I know I don’t always see my ungratefulness, and I’m sure you’ve had moments this past week where you were ungrateful too. It is the ungrateful moments like these that kill the momentum of giving thanks in all circumstances (1 Thessalonians 5:18). Can we read from God’s word?
1 “For the kingdom of heaven is like a master of a house who went out early in the morning to hire laborers for his vineyard. 2 After agreeing with the laborers for a denarius a day, he sent them into his vineyard.3 And going out about the third hour he saw others standing idle in the marketplace, 4 and to them he said, ‘You go into the vineyard too, and whatever is right I will give you.’ 5 So they went. Going out again about the sixth hour and the ninth hour, he did the same. 6 And about the eleventh hour he went out and found others standing. And he said to them, ‘Why do you stand here idle all day?’ 7 They said to him, ‘Because no one has hired us.’ He said to them, ‘You go into the vineyard too.’ 8 And when evening came, the owner of the vineyard said to his foreman, ‘Call the laborers and pay them their wages, beginning with the last, up to the first.’ 9 And when those hired about the eleventh hour came, each of them received a denarius. 10 Now when those hired first came, they thought they would receive more, but each of them also received a denarius. 11 And on receiving it they grumbled at the master of the house, 12 saying, ‘These last worked only one hour, and you have made them equal to us who have borne the burden of the day and the scorching heat.’ 13 But he replied to one of them, ‘Friend, I am doing you no wrong. Did you not agree with me for a denarius? 14 Take what belongs to you and go. I choose to give to this last worker as I give to you. 15 Am I not allowed to do what I choose with what belongs to me? Or do you begrudge my generosity?’ 16 So the last will be first, and the first last.” (Matthew 20:1-16 ESV)

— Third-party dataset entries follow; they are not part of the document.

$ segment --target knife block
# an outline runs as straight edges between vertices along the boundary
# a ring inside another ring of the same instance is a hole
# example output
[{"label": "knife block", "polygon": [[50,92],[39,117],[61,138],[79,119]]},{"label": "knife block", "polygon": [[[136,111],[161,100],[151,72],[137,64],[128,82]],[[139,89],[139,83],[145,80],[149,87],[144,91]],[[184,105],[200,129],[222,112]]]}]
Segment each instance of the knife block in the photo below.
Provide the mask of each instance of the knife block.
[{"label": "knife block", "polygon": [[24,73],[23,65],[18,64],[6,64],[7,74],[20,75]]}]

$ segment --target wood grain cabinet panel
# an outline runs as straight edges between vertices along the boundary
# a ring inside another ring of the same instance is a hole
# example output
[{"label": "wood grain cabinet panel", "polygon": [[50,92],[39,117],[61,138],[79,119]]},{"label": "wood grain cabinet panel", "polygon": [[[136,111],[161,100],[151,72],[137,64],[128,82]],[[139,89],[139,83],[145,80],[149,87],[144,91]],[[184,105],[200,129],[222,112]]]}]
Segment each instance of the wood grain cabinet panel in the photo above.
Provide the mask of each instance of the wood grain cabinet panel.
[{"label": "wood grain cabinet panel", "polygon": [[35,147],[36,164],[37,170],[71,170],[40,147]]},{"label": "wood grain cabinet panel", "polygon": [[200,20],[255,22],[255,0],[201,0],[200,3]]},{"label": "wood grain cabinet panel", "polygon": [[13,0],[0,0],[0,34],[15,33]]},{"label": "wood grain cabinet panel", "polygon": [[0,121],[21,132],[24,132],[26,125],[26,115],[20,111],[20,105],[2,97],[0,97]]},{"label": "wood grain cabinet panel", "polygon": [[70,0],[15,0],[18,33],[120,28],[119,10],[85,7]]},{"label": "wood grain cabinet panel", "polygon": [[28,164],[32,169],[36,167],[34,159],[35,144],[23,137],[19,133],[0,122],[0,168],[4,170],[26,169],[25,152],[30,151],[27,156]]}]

Upon reading this parable, you may immediately cry injustice! That’s unfair! However, here’s some context to understand why Jesus told this parable in the first place.
This parable comes on the heels of a head-scratching dialogue that a rich young man had with Jesus. He asks, “Hey Jesus, what good deed must I do to have eternal life?” Jesus tells him to follow the ten commandments and by doing so, to love his neighbors. The rich man says, “I already do all that.”
Then Jesus told the rich young man to be more radical—sell everything, give it to the poor, and then to follow Him. The Bible says the rich man went home that day very dejected because he had so much, and couldn’t fathom the life Jesus prescribed.
When the disciples heard this, they were just as dejected. Although they’d left everything to follow Jesus and were excited at the prospect of what they’d earned for themselves in Heaven, this parable threw a wrench into their expectations.
This parable illustrates the economics of God’s kingdom for us. The economics of God’s kingdom are not like the economics of this world. It’s an economics of grace. In a grace-based economy, nobody has earned the right to anything. It was all freely given by God. As a result we should recognize God’s grace and be filled with gratitude.
Gratitude is recognizing God’s blessings and responding with praise.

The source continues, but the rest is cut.